Single-cell RNA sequencing (scRNA-seq) is a widely used next gen sequencing technique to identify single cell types in a tissue or organ. This technology uncovers known and new cell types but does not reveal where the cells come from or the lineage of the cells. A paper published in Nature Biotechnology describes a new tool developed at the Max Delbrück Center for Molecular Medicine in the Helmholtz Association (MDC) named LINNAEUS that combines scRNA-seq and computational biology to trace the origin of known and new cell types.

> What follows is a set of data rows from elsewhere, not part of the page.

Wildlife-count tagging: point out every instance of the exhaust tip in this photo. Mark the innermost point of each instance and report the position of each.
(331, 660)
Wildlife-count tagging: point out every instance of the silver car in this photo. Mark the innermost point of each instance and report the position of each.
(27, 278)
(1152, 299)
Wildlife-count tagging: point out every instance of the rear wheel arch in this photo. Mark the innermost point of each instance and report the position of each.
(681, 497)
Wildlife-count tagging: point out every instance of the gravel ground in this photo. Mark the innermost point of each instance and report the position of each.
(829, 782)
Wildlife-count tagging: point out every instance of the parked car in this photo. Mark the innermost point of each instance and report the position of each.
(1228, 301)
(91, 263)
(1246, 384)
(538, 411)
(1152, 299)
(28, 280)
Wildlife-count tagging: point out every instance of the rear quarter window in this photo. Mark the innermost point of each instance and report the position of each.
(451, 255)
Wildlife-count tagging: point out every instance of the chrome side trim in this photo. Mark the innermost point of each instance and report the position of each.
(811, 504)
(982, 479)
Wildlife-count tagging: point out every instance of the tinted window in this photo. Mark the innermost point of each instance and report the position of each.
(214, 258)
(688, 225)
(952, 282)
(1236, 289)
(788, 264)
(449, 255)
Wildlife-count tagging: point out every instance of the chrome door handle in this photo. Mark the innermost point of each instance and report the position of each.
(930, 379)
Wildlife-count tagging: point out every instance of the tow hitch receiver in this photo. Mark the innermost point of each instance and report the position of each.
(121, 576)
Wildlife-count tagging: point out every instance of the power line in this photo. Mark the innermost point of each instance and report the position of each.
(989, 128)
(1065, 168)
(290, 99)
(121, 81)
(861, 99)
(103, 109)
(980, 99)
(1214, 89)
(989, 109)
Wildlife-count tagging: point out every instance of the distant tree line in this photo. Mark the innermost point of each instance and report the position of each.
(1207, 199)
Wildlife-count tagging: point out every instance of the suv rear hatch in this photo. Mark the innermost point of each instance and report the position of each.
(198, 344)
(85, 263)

LINNAEUS (lineage tracing by nuclease-activated editing of ubiquitous sequences) uses genome editing to add a targeted cut to DNA which results in a repair, or scar, that gets passed on as cells divide and grow. Those scars are like barcodes or unique identifiers that can be used to trace a cell’s lineage. The research team used a CRISPR-Cas9 system to repeatedly cut a reporter gene, red fluorescent protein (RFP), in zebrafish embryos and the cells patched the repair before dividing. The patch is performed quickly resulting in mistakes leaving a genetic scar that’s inherited by daughter cells. The genetic scars are used to identify cells originating from a common ancestor.
Lineage trees were built from the scRNA-seq data mapping thousands of cell types and from the genetic scars showing the connections between the cells. As expected, many challenges were faced connecting the dots, for example, frequently occurring scars. "This is dangerous, because if the same scar sequence is created in both heart and brain cells, one might mistakenly assume that they have a common ancestor," says Dr. Jan Philipp Junker, leader of the study. So we had to know which sequences we couldn't trust and filter them out."
The final visual representation of the data includes lineage trees and color-coded pie charts where the braches divide. Scars indicate a division and different colors correspond to cell types. Researchers can zoom in on particular areas of interest in the large data set. The research team plans to continue studying zebrafish but sees the potential of applying the technology to humans in the future.
Image: Technologies such as RNA sequencing show which genes are translated in each individual cell. Using similar expression profiles, they were sorted by colour. The black lines symbolize a common origin of the cells. From these data, the researchers traced the cell lineages. Image courtesy of Junker Lab, MDC.